= Andhra Pradesh Vyavsaya Vruthidarula Union =

The Andhra Pradesh Vyavsaya Vruthidarula Union (APVVU) is a state level trade union federation in the state of Andhra Pradesh in India. The APVVU comprises 448 mandal (block) level trade unions of agricultural workers, marginal farmers, fisher folk, indigenous people, shepherds and rural artisans. The APVVU is part of the National Alliance of People's Movements and the Progressive International.

== History ==
The APVVU started in 1991 from three districts: Ranga Reddy, Chittoor and Mahbub Nagar. It became a full-fledged federation at the state level in 1998. It was the first registered state-level federation in AP under the Trade Union Act, 1926.

In 2009, the APVVU organised a 120 km padyatra to Chodavaram seeking work for eligible families under the National Rural Employment Guarantee Scheme. In 2013, APVVU state secretary, J. Bapuji was arrested while leading a campaign for implementation of the Forest Rights Act in Jillellagudem, West Godavari District.

== Composition and Organisational Structure ==
In 2014, the APVVU had 577,850 members, of which 56% were women. 92% of its members are Dalits or Adivasis.
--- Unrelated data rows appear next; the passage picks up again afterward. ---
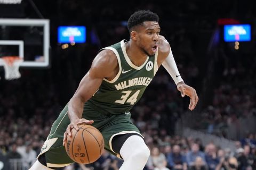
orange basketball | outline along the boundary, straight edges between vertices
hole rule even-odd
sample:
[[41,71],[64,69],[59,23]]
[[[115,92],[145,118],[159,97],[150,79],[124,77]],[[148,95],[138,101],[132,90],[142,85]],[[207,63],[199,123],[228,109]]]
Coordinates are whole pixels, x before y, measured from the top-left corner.
[[96,161],[104,149],[104,140],[101,133],[94,127],[87,124],[78,126],[77,131],[73,129],[72,135],[68,135],[66,151],[69,157],[78,163],[87,164]]

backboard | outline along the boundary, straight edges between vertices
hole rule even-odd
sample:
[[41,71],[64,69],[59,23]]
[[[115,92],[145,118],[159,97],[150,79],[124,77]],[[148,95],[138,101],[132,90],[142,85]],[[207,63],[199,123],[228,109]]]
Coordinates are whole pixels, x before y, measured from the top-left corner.
[[48,67],[49,24],[45,19],[0,19],[0,57],[19,56],[20,67]]

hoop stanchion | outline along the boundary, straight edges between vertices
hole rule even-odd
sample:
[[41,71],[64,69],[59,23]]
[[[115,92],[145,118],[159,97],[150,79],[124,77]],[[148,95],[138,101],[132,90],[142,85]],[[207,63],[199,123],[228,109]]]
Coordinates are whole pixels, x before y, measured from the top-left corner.
[[11,80],[21,77],[19,68],[20,63],[23,62],[22,58],[19,56],[4,56],[0,60],[4,64],[5,79]]

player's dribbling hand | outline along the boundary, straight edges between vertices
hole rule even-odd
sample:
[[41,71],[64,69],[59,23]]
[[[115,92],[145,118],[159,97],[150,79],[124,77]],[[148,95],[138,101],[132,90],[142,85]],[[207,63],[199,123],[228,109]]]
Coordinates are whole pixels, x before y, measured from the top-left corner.
[[64,133],[64,137],[63,138],[63,146],[65,145],[66,141],[67,140],[67,137],[68,135],[69,136],[71,136],[72,133],[71,133],[71,130],[72,129],[75,129],[76,131],[78,131],[79,128],[77,127],[77,125],[83,124],[91,124],[93,123],[93,121],[89,121],[85,118],[79,118],[77,119],[69,124],[66,130],[66,132]]
[[177,89],[180,91],[181,97],[183,97],[185,95],[190,98],[190,103],[188,108],[193,110],[196,106],[198,101],[198,97],[196,94],[196,90],[194,88],[185,84],[183,81],[177,84]]

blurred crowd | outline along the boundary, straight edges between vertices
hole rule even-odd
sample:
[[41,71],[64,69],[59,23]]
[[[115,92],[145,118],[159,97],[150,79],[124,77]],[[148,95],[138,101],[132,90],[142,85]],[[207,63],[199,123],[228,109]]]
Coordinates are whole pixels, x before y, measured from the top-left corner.
[[[246,43],[241,43],[241,49],[236,50],[231,44],[219,40],[220,45],[213,50],[216,54],[207,53],[213,30],[218,27],[217,19],[231,16],[240,19],[241,16],[235,14],[239,12],[245,16],[243,22],[255,21],[253,5],[244,2],[241,7],[238,5],[241,2],[236,1],[230,11],[231,1],[163,1],[157,5],[153,1],[146,5],[137,1],[135,7],[132,1],[126,2],[127,5],[113,5],[110,1],[34,1],[43,15],[51,20],[51,65],[45,70],[20,68],[20,79],[0,79],[2,162],[14,164],[12,161],[21,160],[15,164],[27,169],[35,161],[52,123],[98,51],[129,39],[123,21],[134,11],[143,8],[159,15],[161,34],[171,46],[180,74],[197,90],[199,98],[202,97],[193,112],[193,120],[186,122],[186,117],[182,118],[187,123],[185,125],[237,141],[237,149],[231,151],[215,146],[214,141],[203,146],[202,139],[175,135],[175,123],[188,110],[189,100],[181,97],[171,78],[161,67],[131,110],[132,120],[151,150],[145,170],[256,169],[255,50],[252,47],[246,49],[250,45]],[[129,5],[133,7],[127,7]],[[28,10],[29,5],[26,7],[26,15],[36,15]],[[57,42],[57,27],[61,25],[86,26],[87,42],[61,49]],[[254,45],[254,41],[251,42]],[[211,61],[214,64],[210,67]],[[209,75],[211,72],[213,76]],[[3,75],[1,72],[2,78]],[[209,76],[211,81],[205,84]],[[207,95],[204,97],[202,91]],[[75,164],[63,169],[116,170],[122,163],[121,159],[104,152],[92,164]],[[12,169],[13,164],[7,163],[10,166],[6,169]]]

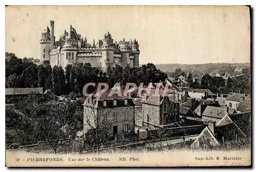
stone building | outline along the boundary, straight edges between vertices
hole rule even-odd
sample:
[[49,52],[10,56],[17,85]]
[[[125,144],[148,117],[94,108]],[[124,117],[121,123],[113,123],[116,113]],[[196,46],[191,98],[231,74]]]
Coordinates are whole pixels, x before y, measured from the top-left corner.
[[111,91],[99,92],[86,99],[83,105],[83,132],[95,127],[95,120],[108,121],[110,136],[134,132],[135,104],[127,96],[111,95]]
[[160,90],[158,96],[151,92],[141,101],[142,123],[148,130],[156,130],[164,125],[170,125],[179,121],[180,101],[178,97],[173,94],[172,89],[168,90],[169,95],[164,92]]
[[240,102],[245,99],[250,99],[249,97],[250,96],[246,94],[230,93],[229,96],[226,99],[226,104],[230,109],[236,110]]
[[140,51],[138,41],[124,40],[113,42],[111,34],[108,32],[103,39],[92,45],[83,39],[75,28],[70,26],[69,33],[66,30],[59,40],[54,36],[54,21],[51,21],[51,30],[47,27],[40,39],[40,63],[55,65],[65,68],[69,64],[90,63],[92,67],[101,68],[106,72],[108,67],[119,64],[123,68],[139,67]]

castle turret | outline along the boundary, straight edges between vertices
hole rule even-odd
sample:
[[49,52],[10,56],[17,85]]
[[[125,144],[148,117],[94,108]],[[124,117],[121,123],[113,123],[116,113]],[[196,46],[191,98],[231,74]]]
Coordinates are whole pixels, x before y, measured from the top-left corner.
[[50,50],[51,38],[48,27],[41,34],[40,39],[40,63],[42,64],[49,63],[49,52]]

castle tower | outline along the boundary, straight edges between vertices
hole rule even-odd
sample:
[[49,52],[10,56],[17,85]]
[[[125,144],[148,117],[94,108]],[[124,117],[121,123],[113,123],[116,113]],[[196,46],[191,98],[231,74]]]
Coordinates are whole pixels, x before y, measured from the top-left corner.
[[109,66],[114,66],[115,45],[113,44],[113,39],[109,32],[106,35],[105,34],[102,41],[101,69],[103,72],[106,72]]
[[51,38],[50,37],[50,29],[47,29],[41,34],[40,39],[40,63],[42,64],[50,63],[49,52],[50,50]]
[[127,65],[131,66],[130,65],[130,62],[131,60],[133,60],[133,57],[130,57],[131,53],[129,53],[131,52],[130,42],[129,41],[126,41],[124,38],[123,38],[122,41],[120,41],[119,42],[118,45],[122,55],[122,67],[125,68]]
[[132,51],[134,53],[134,58],[133,59],[133,67],[138,68],[139,65],[139,56],[140,55],[140,50],[139,50],[139,44],[138,44],[138,41],[135,39],[133,41],[133,44],[132,46]]
[[68,64],[74,64],[76,62],[76,54],[78,51],[77,40],[73,35],[72,26],[70,32],[65,39],[65,42],[62,47],[62,58],[60,59],[59,65],[66,67]]
[[51,49],[54,48],[54,42],[55,41],[55,37],[54,36],[54,21],[51,20]]

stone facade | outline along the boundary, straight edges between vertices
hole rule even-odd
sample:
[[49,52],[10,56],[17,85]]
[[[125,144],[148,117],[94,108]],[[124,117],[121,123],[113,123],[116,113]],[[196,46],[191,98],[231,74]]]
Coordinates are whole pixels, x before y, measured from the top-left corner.
[[51,29],[47,27],[42,33],[40,40],[41,64],[61,66],[63,69],[69,64],[90,63],[92,67],[101,68],[106,72],[109,66],[117,64],[124,68],[139,67],[140,51],[138,41],[126,41],[123,39],[118,44],[113,42],[111,34],[105,34],[102,40],[92,45],[83,39],[81,35],[70,26],[69,33],[66,30],[57,41],[54,36],[54,22],[51,21]]

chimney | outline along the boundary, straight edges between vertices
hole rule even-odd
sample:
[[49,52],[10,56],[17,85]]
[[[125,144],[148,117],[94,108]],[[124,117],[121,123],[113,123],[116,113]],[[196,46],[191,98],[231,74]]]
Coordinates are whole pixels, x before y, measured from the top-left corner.
[[215,129],[216,126],[216,121],[208,121],[208,127],[210,129],[210,131],[214,135],[215,135]]
[[228,106],[223,107],[223,111],[224,113],[224,115],[228,114]]

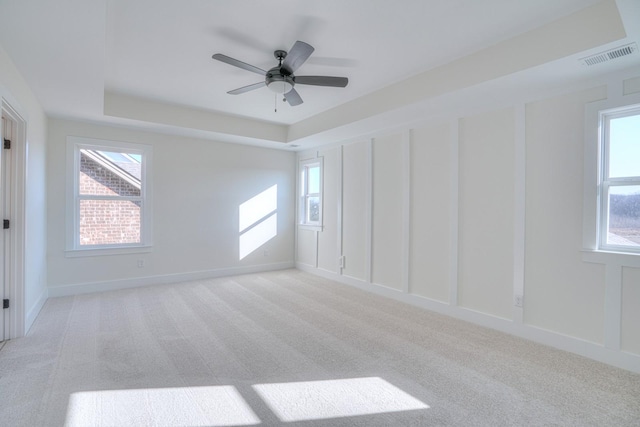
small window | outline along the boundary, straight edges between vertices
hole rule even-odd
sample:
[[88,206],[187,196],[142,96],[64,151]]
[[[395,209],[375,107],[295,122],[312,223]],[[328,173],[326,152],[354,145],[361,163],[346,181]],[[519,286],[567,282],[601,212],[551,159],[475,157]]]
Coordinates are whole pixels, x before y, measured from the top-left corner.
[[300,164],[300,224],[322,225],[322,159]]
[[640,253],[640,105],[600,113],[601,250]]
[[150,147],[69,138],[68,249],[149,246]]

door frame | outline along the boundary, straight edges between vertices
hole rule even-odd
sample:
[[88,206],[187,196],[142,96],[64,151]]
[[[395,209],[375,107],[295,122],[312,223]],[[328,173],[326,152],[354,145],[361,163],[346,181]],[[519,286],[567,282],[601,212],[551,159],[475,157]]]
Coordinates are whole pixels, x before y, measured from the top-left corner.
[[[13,104],[15,105],[15,104]],[[25,188],[27,177],[27,122],[23,116],[2,98],[2,116],[11,122],[13,135],[11,149],[2,155],[11,156],[10,190],[11,202],[9,220],[11,242],[8,257],[10,274],[5,283],[5,296],[10,301],[9,309],[3,309],[4,338],[12,339],[25,334]],[[1,125],[0,125],[1,126]],[[4,133],[2,133],[4,135]]]

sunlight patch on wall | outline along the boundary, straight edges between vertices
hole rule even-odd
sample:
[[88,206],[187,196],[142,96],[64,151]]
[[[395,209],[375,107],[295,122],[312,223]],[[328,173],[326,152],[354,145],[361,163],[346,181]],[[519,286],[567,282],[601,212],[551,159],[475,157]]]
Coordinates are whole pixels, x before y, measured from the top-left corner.
[[242,203],[238,209],[239,258],[243,259],[278,234],[278,186]]
[[245,426],[260,419],[233,386],[100,390],[71,394],[65,426]]
[[378,377],[257,384],[253,388],[283,422],[429,408]]

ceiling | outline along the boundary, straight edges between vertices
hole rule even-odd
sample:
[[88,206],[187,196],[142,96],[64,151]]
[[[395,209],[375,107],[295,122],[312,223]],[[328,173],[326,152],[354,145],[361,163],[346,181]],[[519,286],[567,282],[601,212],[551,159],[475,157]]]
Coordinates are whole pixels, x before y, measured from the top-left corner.
[[[415,107],[420,103],[411,94],[394,101],[389,88],[393,94],[411,90],[433,70],[467,58],[485,64],[479,53],[498,52],[491,51],[495,46],[510,52],[508,43],[522,41],[523,34],[551,31],[554,22],[599,4],[619,10],[614,18],[624,34],[616,33],[612,18],[610,33],[583,37],[579,48],[529,44],[533,56],[557,52],[508,72],[496,68],[495,75],[465,86],[471,87],[518,73],[541,81],[584,75],[580,55],[637,42],[640,2],[619,0],[616,8],[597,0],[0,0],[0,45],[52,117],[274,146]],[[567,46],[570,39],[566,35]],[[349,85],[298,85],[304,103],[296,107],[267,88],[226,93],[261,77],[212,54],[269,69],[277,64],[273,51],[289,50],[296,40],[315,47],[296,75],[344,76]],[[571,61],[562,62],[568,56]],[[639,65],[640,55],[633,56],[588,73]],[[509,55],[500,58],[508,69]],[[434,89],[420,96],[440,95]],[[349,120],[334,117],[374,101],[387,105]]]

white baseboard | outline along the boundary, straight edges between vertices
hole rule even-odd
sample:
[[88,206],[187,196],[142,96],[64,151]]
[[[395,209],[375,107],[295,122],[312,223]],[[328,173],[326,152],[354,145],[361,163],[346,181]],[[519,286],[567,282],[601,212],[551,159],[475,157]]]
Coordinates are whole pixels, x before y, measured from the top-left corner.
[[296,264],[296,268],[316,276],[354,286],[364,291],[392,298],[416,307],[451,316],[456,319],[464,320],[490,329],[495,329],[500,332],[524,338],[529,341],[534,341],[539,344],[544,344],[559,350],[578,354],[580,356],[626,369],[631,372],[640,373],[640,355],[611,350],[603,345],[585,341],[580,338],[469,310],[464,307],[431,300],[419,295],[404,293],[397,289],[388,288],[375,283],[369,283],[353,277],[342,276],[326,270],[319,270],[304,264],[298,263]]
[[136,277],[132,279],[111,280],[104,282],[76,283],[49,288],[49,297],[64,297],[93,292],[113,291],[118,289],[137,288],[141,286],[166,285],[189,282],[192,280],[212,279],[216,277],[234,276],[238,274],[260,273],[263,271],[284,270],[294,268],[293,261],[274,264],[260,264],[246,267],[218,268],[214,270],[194,271],[189,273],[167,274],[162,276]]
[[42,307],[44,307],[44,303],[47,302],[48,298],[49,290],[44,288],[38,296],[36,303],[27,311],[27,315],[25,316],[24,333],[21,336],[29,333],[29,329],[31,329],[33,322],[36,321],[38,314],[40,314],[40,310],[42,310]]

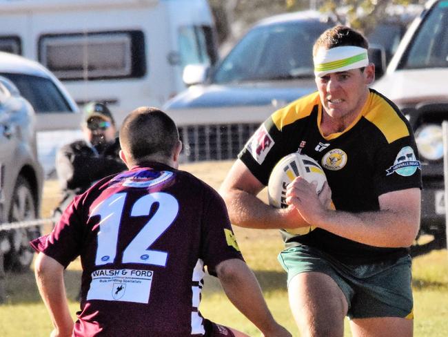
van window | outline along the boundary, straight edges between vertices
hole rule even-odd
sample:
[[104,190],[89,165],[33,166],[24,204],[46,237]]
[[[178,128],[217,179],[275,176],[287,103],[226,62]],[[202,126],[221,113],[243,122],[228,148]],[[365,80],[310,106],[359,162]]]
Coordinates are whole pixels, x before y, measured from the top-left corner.
[[440,1],[427,17],[400,68],[448,66],[448,1]]
[[39,61],[60,79],[141,77],[145,75],[141,31],[42,35]]
[[205,64],[212,65],[216,60],[213,31],[207,26],[183,26],[179,30],[181,66]]
[[329,26],[323,22],[261,26],[243,37],[216,68],[217,84],[314,78],[314,41]]
[[11,80],[37,113],[72,112],[62,93],[49,79],[23,74],[0,73]]
[[0,51],[20,55],[22,52],[20,37],[17,36],[0,36]]

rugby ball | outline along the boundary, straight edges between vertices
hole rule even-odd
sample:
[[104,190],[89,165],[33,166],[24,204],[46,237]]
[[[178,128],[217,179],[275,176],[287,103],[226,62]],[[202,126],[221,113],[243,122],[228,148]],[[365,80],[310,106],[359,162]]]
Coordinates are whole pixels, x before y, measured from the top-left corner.
[[[296,177],[303,177],[308,182],[316,182],[316,191],[322,191],[327,177],[322,167],[316,160],[306,155],[294,153],[283,157],[276,164],[267,183],[267,199],[269,204],[278,209],[286,208],[286,186]],[[305,235],[314,229],[314,226],[285,229],[295,235]]]

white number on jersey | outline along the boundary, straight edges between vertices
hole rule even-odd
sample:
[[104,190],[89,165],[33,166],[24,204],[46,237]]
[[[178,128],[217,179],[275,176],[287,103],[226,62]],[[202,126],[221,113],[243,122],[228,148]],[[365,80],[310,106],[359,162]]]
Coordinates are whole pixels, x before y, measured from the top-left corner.
[[[121,193],[111,195],[90,214],[90,216],[101,217],[95,258],[97,266],[112,263],[115,259],[120,221],[126,194]],[[166,265],[168,254],[165,251],[151,250],[150,247],[176,218],[179,212],[179,203],[176,198],[163,192],[145,195],[132,205],[130,216],[148,215],[155,202],[159,203],[159,208],[125,249],[123,252],[123,263],[141,263],[162,267]]]

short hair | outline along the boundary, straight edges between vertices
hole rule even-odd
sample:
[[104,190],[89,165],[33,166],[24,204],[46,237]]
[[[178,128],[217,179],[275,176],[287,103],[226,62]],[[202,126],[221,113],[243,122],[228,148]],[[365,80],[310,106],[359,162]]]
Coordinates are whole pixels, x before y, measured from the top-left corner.
[[120,145],[136,163],[154,158],[170,158],[179,144],[174,122],[156,108],[141,106],[125,118],[119,133]]
[[316,56],[320,47],[325,49],[354,46],[365,49],[369,48],[369,41],[363,34],[346,26],[338,25],[323,32],[313,46],[313,56]]

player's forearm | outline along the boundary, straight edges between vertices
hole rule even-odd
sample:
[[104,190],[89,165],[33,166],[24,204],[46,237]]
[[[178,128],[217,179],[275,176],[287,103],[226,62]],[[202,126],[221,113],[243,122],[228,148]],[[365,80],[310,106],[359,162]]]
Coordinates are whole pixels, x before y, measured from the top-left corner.
[[245,228],[273,229],[297,228],[309,224],[297,212],[275,209],[255,195],[235,190],[225,196],[230,222]]
[[229,300],[269,336],[278,325],[267,308],[256,278],[245,262],[237,259],[224,261],[218,266],[216,272]]
[[36,260],[36,281],[58,336],[71,336],[73,320],[70,316],[63,282],[63,267],[40,253]]
[[418,219],[403,211],[353,213],[328,211],[318,227],[358,242],[380,247],[406,247],[418,231]]

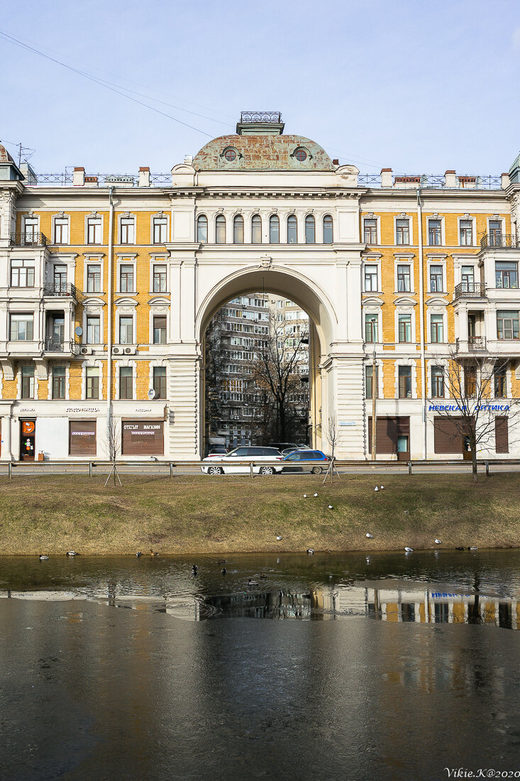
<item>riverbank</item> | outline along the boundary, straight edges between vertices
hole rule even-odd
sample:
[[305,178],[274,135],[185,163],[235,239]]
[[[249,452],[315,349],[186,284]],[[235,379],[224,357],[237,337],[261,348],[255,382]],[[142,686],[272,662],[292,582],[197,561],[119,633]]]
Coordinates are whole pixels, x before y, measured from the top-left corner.
[[105,479],[0,481],[0,555],[520,547],[518,474]]

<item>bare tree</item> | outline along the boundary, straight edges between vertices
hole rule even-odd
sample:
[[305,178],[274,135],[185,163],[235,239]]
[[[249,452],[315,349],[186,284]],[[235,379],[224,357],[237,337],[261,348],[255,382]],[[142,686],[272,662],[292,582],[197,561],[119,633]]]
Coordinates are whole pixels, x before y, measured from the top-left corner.
[[[462,356],[456,348],[447,360],[440,358],[438,366],[433,367],[433,396],[429,399],[429,412],[442,419],[437,423],[439,430],[461,439],[463,449],[471,452],[475,483],[478,450],[490,446],[500,426],[509,436],[510,424],[519,411],[511,368],[508,358]],[[449,402],[442,403],[447,396]]]
[[260,394],[267,391],[270,395],[275,436],[284,442],[291,432],[296,434],[301,428],[304,419],[300,408],[308,405],[307,386],[301,382],[300,369],[308,362],[308,326],[279,322],[272,313],[269,319],[269,334],[259,342],[252,379]]

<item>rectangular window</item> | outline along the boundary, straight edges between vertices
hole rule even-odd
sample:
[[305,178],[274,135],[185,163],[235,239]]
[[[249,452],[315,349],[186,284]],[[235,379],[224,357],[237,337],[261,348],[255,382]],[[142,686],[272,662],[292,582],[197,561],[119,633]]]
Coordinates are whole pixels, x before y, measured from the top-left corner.
[[22,366],[22,398],[34,398],[34,366]]
[[10,339],[12,341],[32,341],[34,315],[11,315]]
[[495,285],[497,287],[518,287],[518,264],[509,261],[495,262]]
[[499,309],[497,312],[497,337],[498,339],[518,338],[518,311]]
[[99,315],[87,316],[87,344],[100,344]]
[[119,244],[134,244],[134,217],[122,217]]
[[134,293],[134,266],[130,263],[122,263],[119,266],[119,291]]
[[397,291],[401,293],[410,292],[410,266],[397,266]]
[[154,244],[164,244],[168,241],[168,218],[154,217]]
[[440,220],[428,220],[428,244],[430,247],[436,247],[441,242]]
[[399,398],[411,398],[411,366],[399,366]]
[[166,292],[166,264],[154,264],[154,293]]
[[88,217],[87,219],[87,244],[101,244],[101,217]]
[[410,244],[410,222],[408,219],[396,219],[395,232],[397,244]]
[[377,266],[365,266],[365,290],[369,291],[376,291],[377,290]]
[[443,330],[443,316],[431,315],[429,319],[431,328],[431,341],[439,343],[444,341]]
[[101,293],[101,266],[89,263],[87,266],[87,292]]
[[429,291],[430,293],[442,293],[443,291],[442,266],[430,266],[429,267]]
[[134,318],[130,316],[119,317],[119,344],[134,343]]
[[52,368],[52,398],[65,398],[65,366]]
[[471,247],[473,244],[473,221],[461,219],[459,223],[459,244],[461,247]]
[[495,398],[505,398],[508,394],[507,390],[507,373],[505,369],[500,369],[494,372],[493,380],[495,386]]
[[34,261],[14,259],[11,261],[11,287],[34,287]]
[[365,341],[376,342],[377,339],[377,315],[365,316]]
[[363,220],[363,240],[365,244],[377,244],[377,220]]
[[119,366],[119,398],[134,398],[131,366]]
[[444,372],[442,366],[432,366],[432,396],[444,398]]
[[98,366],[85,368],[87,398],[99,398],[99,369]]
[[154,366],[154,390],[155,398],[166,398],[166,367]]
[[[372,366],[365,367],[365,387],[366,388],[366,398],[372,398],[372,377],[373,371]],[[379,388],[379,367],[376,366],[376,398],[379,396],[378,388]]]
[[399,315],[399,341],[411,341],[411,315]]
[[69,244],[69,220],[66,217],[55,218],[54,243]]
[[166,316],[154,315],[154,344],[166,344]]

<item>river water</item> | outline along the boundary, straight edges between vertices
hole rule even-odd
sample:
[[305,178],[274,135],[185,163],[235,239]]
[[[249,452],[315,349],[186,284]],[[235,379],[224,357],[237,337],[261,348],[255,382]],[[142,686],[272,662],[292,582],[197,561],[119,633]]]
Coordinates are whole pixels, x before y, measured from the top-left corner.
[[520,777],[520,551],[225,558],[1,558],[0,778]]

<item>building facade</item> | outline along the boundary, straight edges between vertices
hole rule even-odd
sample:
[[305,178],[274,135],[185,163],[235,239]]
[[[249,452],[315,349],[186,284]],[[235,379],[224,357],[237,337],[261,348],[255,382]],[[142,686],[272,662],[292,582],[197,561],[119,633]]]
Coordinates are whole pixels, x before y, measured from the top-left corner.
[[[500,177],[361,176],[283,131],[243,115],[167,176],[36,175],[0,147],[2,459],[106,458],[109,413],[123,458],[200,457],[207,325],[259,290],[309,317],[314,447],[335,416],[337,454],[370,457],[374,352],[380,458],[463,458],[436,437],[454,351],[507,359],[508,417],[520,157]],[[520,455],[506,425],[480,456]]]

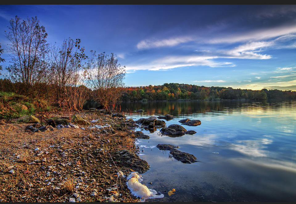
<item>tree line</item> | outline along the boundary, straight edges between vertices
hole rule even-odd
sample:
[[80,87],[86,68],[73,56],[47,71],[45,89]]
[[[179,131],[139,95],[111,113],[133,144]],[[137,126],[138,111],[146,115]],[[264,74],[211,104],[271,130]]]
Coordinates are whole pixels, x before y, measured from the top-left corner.
[[[46,99],[71,110],[82,109],[91,98],[107,108],[118,102],[125,72],[116,55],[91,50],[88,57],[80,39],[70,37],[61,45],[50,45],[36,17],[22,20],[16,16],[7,27],[10,65],[0,90]],[[0,55],[4,51],[0,44]]]
[[296,91],[278,90],[260,90],[231,87],[206,87],[184,84],[165,83],[162,85],[125,88],[121,98],[124,101],[167,100],[296,99]]

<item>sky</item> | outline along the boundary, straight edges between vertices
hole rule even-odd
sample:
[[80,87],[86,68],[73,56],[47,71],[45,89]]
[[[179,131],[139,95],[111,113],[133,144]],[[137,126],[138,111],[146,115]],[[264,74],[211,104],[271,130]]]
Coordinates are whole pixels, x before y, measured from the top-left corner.
[[116,54],[126,86],[296,91],[296,5],[1,5],[5,51],[16,15],[36,16],[51,44],[79,38],[87,55]]

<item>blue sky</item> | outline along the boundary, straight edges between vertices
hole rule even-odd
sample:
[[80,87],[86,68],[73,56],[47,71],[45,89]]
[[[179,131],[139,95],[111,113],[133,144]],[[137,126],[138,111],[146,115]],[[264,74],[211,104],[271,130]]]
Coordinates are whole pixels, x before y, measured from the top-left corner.
[[2,5],[5,50],[16,15],[37,16],[52,44],[79,38],[87,55],[116,54],[126,86],[296,90],[295,5]]

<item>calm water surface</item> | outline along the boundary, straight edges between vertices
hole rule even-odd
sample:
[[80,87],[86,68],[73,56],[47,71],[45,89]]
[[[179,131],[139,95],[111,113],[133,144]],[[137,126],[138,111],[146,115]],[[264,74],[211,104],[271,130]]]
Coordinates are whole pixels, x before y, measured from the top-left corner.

Every village elects a nit leader to the mandal level union. The mandal union is headed by a secretary. Two members, a man and a woman, from the mandal level are elected to the district committees. The state working committee consists of the district secretaries. Five elected state secretaries represent each of the workers' sectors. A secretary for national coordination is nominated from the general body.